It has come to our attention that there is a plan underway for the creation of a new monthly newspaper on campus. Titled “Spectrum,” the intent for the new paper seems to center primarily on increasing coverage for minority and cultural events affecting students, faculty and the University community as a whole. This paper should rightfully take its place amongst a multitude of local publications available at many sites across campus.

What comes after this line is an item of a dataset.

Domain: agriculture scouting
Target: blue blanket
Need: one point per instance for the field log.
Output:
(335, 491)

Focusing on anything from social commentary to concert promotion, these papers are usually readily available, fairly reliable and are often free of charge. The proliferation of many different papers across campus reflects the University community’s vast array of viewpoints. It is important for students to receive their news from a variety of sources; in so doing, community members from many walks of life have the opportunity to promote their individual ideologies and groups have a forum for the promotion of their events, furthering the cause for a diverse and intellectually active student body. As a by-product, talented young writers have the medium to hone their writing skills and get their work out into the public eye.
This is certainly something to strive for, but Spectrum’s focus distinguishes it from what is currently available. The new paper promises to be something entirely different from many local publications by shining its spotlight primarily on minority issues and events. Due to the sheer number of activities occurring on such a large campus, it could not be expected of one publication to cover everything. Each year, the number of issue-based groups on campus seems to swell and accordingly, the number of events organized by such groups grows dramatically. It becomes easier for students to miss out on these events.
This paper should serve to meet the needs of groups organizing such events by being a consistent and reliable source for those interested in attending diversity- or minority-oriented programs. Diversity should be a priority not only to the administration, but also to the student body; attending diversity-oriented activities is one way for students to educate themselves on different ways of thinking. As a student, it is all too easy to get caught up in class work and miss out on these experiences, which in the long run can serve as part of a well-rounded education.
Any time there is an offer to provide the student body with another source of local dialogue and information, that opportunity should be encouraged and embraced. As a matter of policy, The Michigan Daily supports wholeheartedly any effort made to this end, regardless of the circumstances out of which it arose. The Michigan Daily would like to welcome Spectrum to campus and eagerly awaits the first issue.